Abstract

This tutorial describes techniques essential for searching the large multimedia databases that are now common on the Internet. There are up to 10 million songs in commercial music catalogues and over 300 million images stored in online photo services such as Flickr. How can we find the music, videos or images we want? How can we organize such large collections: find duplicates, create links between similar documents, extract and annotate semantic structures from complex audiovisual documents? Conventional methods for handling large data sets, such as hashing, get us part of the way, but those methods may not straightforwardly be used for similarity-based matching and retrieval in audiovisual document collections. On the other hand, several elaborate methods from multimedia retrieval are available for semantic document analysis. Unfortunately, those methods generally do not scale for large data sets. Instead, new classes of algorithms combining the best of the two worlds of large data methods and semantic analysis are needed to handle large multimedia databases.
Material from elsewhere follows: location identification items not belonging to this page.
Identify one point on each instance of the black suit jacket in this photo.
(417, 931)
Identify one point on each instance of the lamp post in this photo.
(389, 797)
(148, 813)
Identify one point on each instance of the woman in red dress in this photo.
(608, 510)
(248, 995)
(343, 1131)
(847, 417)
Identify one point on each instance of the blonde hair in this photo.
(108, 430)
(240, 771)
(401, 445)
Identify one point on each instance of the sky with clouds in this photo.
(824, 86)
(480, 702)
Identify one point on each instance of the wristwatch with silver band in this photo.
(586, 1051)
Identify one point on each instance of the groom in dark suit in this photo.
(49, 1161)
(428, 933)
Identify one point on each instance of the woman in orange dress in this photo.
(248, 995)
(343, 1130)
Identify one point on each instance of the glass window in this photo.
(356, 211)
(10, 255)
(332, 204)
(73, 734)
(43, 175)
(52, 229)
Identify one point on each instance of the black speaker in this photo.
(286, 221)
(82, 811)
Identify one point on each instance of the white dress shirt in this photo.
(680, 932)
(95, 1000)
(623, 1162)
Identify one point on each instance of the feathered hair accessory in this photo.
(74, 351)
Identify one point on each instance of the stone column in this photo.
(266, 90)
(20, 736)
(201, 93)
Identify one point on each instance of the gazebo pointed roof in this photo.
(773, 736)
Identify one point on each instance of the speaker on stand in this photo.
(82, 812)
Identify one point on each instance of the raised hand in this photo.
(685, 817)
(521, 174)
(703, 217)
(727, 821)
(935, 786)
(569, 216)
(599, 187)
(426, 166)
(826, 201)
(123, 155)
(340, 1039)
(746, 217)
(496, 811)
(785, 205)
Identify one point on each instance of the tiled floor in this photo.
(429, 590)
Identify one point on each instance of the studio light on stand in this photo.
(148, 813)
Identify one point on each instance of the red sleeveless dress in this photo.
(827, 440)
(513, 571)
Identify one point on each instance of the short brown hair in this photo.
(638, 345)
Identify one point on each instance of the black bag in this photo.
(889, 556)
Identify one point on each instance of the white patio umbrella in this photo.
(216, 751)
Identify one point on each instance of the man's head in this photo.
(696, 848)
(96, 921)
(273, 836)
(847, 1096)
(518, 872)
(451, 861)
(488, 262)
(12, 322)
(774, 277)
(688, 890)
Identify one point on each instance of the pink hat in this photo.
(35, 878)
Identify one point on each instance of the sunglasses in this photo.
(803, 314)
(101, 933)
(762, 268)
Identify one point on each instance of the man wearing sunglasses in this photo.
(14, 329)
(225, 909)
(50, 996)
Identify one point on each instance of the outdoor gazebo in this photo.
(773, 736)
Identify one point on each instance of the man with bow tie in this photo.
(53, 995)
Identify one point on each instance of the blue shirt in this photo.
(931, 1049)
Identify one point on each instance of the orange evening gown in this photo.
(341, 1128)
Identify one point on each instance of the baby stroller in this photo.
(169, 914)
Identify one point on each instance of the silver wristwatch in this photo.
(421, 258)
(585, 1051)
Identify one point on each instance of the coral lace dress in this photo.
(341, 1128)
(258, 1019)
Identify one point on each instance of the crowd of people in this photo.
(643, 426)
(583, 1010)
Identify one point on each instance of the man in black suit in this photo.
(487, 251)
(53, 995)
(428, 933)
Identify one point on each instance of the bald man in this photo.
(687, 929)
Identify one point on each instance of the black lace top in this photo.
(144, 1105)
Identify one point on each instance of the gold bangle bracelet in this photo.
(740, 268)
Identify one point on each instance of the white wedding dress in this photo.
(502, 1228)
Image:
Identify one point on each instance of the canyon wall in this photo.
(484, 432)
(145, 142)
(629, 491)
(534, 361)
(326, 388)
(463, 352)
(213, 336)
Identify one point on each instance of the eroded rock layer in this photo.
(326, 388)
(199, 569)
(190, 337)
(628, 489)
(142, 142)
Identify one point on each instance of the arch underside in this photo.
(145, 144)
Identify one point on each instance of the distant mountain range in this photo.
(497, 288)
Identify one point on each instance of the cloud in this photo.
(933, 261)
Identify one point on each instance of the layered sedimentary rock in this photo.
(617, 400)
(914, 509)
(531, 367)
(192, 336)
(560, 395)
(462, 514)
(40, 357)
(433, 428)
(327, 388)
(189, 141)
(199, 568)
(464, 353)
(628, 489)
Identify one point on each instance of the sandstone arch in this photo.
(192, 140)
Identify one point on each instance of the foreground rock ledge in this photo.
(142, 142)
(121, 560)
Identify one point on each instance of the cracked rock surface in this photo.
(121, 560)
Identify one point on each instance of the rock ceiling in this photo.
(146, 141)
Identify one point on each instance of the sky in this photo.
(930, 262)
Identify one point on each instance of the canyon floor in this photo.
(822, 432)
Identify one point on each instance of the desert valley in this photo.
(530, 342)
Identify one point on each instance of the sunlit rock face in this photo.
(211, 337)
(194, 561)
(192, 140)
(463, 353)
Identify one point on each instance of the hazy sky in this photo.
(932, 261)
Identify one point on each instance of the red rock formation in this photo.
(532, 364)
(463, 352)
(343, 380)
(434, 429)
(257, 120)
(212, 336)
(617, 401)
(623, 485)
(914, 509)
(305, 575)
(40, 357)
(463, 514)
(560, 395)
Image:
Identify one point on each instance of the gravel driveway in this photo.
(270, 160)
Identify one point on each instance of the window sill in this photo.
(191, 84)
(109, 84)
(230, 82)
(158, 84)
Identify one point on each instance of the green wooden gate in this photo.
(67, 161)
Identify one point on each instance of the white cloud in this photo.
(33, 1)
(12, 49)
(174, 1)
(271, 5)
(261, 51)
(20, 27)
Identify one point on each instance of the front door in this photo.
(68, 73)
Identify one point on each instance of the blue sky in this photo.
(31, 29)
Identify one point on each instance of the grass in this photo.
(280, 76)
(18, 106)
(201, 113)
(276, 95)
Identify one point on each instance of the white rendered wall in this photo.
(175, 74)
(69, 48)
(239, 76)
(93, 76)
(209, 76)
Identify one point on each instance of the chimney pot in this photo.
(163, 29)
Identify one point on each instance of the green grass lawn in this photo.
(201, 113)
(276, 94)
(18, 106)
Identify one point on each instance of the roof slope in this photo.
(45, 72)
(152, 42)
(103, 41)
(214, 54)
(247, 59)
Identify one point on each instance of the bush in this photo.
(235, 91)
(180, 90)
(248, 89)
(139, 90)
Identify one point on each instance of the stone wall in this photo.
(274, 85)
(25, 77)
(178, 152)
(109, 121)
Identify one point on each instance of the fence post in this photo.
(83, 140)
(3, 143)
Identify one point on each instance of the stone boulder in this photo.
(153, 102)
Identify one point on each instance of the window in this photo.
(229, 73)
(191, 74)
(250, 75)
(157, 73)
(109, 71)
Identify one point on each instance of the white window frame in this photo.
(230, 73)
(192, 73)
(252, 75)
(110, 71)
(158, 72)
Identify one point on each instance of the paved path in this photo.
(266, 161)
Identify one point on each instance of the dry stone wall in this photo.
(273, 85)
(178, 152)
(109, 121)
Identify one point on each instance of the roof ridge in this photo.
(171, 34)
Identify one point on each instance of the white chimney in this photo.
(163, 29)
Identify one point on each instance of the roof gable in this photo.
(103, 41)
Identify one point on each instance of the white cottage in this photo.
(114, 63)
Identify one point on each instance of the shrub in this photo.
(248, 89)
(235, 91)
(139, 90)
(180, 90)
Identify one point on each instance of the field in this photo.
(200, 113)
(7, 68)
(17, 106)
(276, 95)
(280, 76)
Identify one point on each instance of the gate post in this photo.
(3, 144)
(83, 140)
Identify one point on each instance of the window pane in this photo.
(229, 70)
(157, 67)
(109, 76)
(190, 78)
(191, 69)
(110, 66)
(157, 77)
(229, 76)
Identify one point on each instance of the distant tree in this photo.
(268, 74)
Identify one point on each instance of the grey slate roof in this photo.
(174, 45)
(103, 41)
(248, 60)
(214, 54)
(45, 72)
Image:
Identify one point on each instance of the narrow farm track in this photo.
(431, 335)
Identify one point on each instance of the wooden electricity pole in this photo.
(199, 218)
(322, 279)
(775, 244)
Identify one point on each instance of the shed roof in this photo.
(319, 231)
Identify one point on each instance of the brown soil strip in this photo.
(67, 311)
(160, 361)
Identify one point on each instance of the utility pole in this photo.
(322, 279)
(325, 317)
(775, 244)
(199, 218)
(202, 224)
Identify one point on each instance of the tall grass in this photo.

Innovative methods such as locality sensitive hashing, which are based on randomized probes, are the new workhorses. This tutorial covers methods for multimedia retrieval on large document collections. Starting with audio retrieval, we describe both the theory (i.e., randomized algorithms for hashing) and the implementation details (how do you store hash values for millions of songs?). A special focus is on how to combine large data methods with semantically meaningful descriptors in order to facilitate efficient similarity-based retrieval. Besides audio, the tutorial also covers image, 3d motion and video retrieval.